Le choix des espèces
Les légumineuses et les graminées sont les deux principales familles de plantes donnant lieu à des cultures fourragères. Les légumineuses sont capables de fixer l’azote de l’air et sont principalement riches en protéines. Elles sont peu adaptées à l’enrubannage car elles induisent des fermentations indésirables et la dureté de leur tige endommage le film protecteur.
Les graminées sont donc les principales espèces utilisées dans ce type de fourrage. Dans cette famille citons les rays grass anglais et italiens, la fétuque et le dactyle. Le choix des variétés utilisées en mélange est discuté en fonction des potentialités agronomiques du sol et des caractéristiques climatiques.
Le stade de récolte
D’une manière générale, plus le fourrage est utilisé à un stade précoce et plus sa valeur est élevée. En effet, le végétal est grossièrement constitué de feuilles et de tiges. Quand le végétal est jeune, la proportion de feuilles est importante ; lorsqu’il vieillit, la proportion de tiges augmente. On en déduit que lorsque le fourrage vieillit, sa teneur en tige augmente et donc sa valeur nutritionnelle baisse. Dans le même temps, sa teneur en matière sèche augmente.
Pour la première coupe, on parle du stade épi à 10 cm, début épiaison, épiaison, début floraison, floraison. L’INRA a mis au point des tables de valeurs nutritionnelles pour toutes sortes de fourrages aux différents stades répertoriés. Ces valeurs sont exprimées en kg de matières sèches constituées de la matière brute moins la teneur en eau. Ainsi, un fourrage à 85% de matière sèche contient en réalité 15% d’eau. Le taux de matière sèche varie considérablement en fonction du stade végétatif mais surtout en fonction du mode de conservation. Les valeurs énergétiques ramenées au kg de matière sèche peuvent varier du simple au double. Le fourrage enrubanné présente des valeurs nutritives intermédiaires entre le fourrage vert au stade épiaison et floraison. En tout état de cause, ce mode de conservation permet d’obtenir de meilleurs résultats que le foin sec.
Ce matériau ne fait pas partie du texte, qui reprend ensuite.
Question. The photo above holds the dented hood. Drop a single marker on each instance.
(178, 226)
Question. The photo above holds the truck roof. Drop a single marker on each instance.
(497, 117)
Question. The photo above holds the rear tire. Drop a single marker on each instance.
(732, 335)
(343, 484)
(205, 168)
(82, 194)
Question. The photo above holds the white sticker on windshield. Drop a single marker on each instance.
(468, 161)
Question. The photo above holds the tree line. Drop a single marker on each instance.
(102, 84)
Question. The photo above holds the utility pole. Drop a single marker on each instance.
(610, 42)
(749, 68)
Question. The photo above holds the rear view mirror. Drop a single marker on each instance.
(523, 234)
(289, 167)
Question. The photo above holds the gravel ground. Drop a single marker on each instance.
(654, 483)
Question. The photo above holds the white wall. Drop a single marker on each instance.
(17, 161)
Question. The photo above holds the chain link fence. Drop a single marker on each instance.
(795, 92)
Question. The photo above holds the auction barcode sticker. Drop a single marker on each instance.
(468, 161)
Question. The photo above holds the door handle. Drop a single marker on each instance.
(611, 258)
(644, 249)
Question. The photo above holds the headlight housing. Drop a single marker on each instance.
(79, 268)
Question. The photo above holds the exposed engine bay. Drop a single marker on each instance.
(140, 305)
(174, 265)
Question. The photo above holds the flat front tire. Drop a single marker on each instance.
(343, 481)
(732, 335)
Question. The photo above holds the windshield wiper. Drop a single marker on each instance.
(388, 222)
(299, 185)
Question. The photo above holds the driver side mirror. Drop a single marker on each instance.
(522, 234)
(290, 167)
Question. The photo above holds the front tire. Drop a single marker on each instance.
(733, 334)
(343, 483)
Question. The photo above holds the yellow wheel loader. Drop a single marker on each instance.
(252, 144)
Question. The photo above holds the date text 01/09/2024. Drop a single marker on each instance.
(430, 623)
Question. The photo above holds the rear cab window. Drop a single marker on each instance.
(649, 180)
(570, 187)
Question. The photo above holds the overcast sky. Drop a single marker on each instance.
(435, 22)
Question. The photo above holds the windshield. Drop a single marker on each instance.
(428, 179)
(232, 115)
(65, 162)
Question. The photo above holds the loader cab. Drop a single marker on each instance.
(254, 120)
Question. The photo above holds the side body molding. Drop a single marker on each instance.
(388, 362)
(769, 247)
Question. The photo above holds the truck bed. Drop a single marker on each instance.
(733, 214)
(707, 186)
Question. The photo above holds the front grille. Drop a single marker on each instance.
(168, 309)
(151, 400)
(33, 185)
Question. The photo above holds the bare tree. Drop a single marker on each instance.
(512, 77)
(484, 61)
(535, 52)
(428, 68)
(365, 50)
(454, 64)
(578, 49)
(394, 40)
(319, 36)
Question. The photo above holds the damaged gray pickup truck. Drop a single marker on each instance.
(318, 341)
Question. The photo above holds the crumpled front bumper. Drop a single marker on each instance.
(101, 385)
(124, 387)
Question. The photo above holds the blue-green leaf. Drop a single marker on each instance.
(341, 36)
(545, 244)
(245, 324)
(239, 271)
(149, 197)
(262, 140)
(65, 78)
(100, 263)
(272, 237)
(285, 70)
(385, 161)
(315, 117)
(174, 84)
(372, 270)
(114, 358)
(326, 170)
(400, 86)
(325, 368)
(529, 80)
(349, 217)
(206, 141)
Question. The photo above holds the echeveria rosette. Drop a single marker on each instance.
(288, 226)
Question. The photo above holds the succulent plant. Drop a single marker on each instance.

Principe de production de l’enrubanné
Les grands modes de conservation des aliments reposent tous sur les mêmes principes. Il s’agit soit de bloquer les proliférations bactériennes, soit de les orienter dans un sens favorable à la transformation du produit. Les ressources nutritives des microorganismes sont l’eau et la matière organique. Pour conserver un produit, on dispose de plusieurs stratégies.
- Bloquer leur prolifération en éliminant la flore microbienne par stérilisation par exemple et en rendant le produit hermétique.- Bloquer l’accès aux ressources nutritives en limitant l’accès à l’eau : congélation, déshydratation, séchage (production de foin), salaison.
- Orienter les fermentations pour améliorer les qualités nutritionnelles du produit : c’est ce dernier processus qui est utilisé dans la fabrication de l’ensilage ou de l’enrubanné.
Il s’agit dans les deux cas de conserver un produit ayant un taux de matière sèche bien inférieur à celui du foin et supérieur à celui de l’herbe verte. Il s’élève de 25 à 30% pour les ensilages d’herbe et varie entre 60 et 75% pour les fourrages enrubannés.
Dans les deux cas, le principe de conservation est le même. Après avoir été coupée, l’herbe est conservée à l’abri de l’air par un film plastique. Le végétal continue de respirer et consomme l’oxygène présent sous le film. Ensuite, lorsque la totalité de l’oxygène est consommé, le végétal meurt et les fermentations sont de type anaérobie. Dans les deux cas, ces fermentations correspondent à une sorte de pré digestion. L’enrubannage permet d’obtenir un fourrage beaucoup moins acide que l’ensilage et dont la stabilité, une fois le sac ouvert, va directement être liée au taux de matière sèche.
Les avantages de l’enrubanné sont nombreux
Ce sont des fourrages très appétants qui sont indemnes de poussière. Ils sont donc particulièrement bien indiqués pour les chevaux présentant des affections pulmonaires. Le film protecteur les protège de l’humidité. Ils peuvent donc être stockés dehors, à condition évidemment d’être disposés sur une surface saine.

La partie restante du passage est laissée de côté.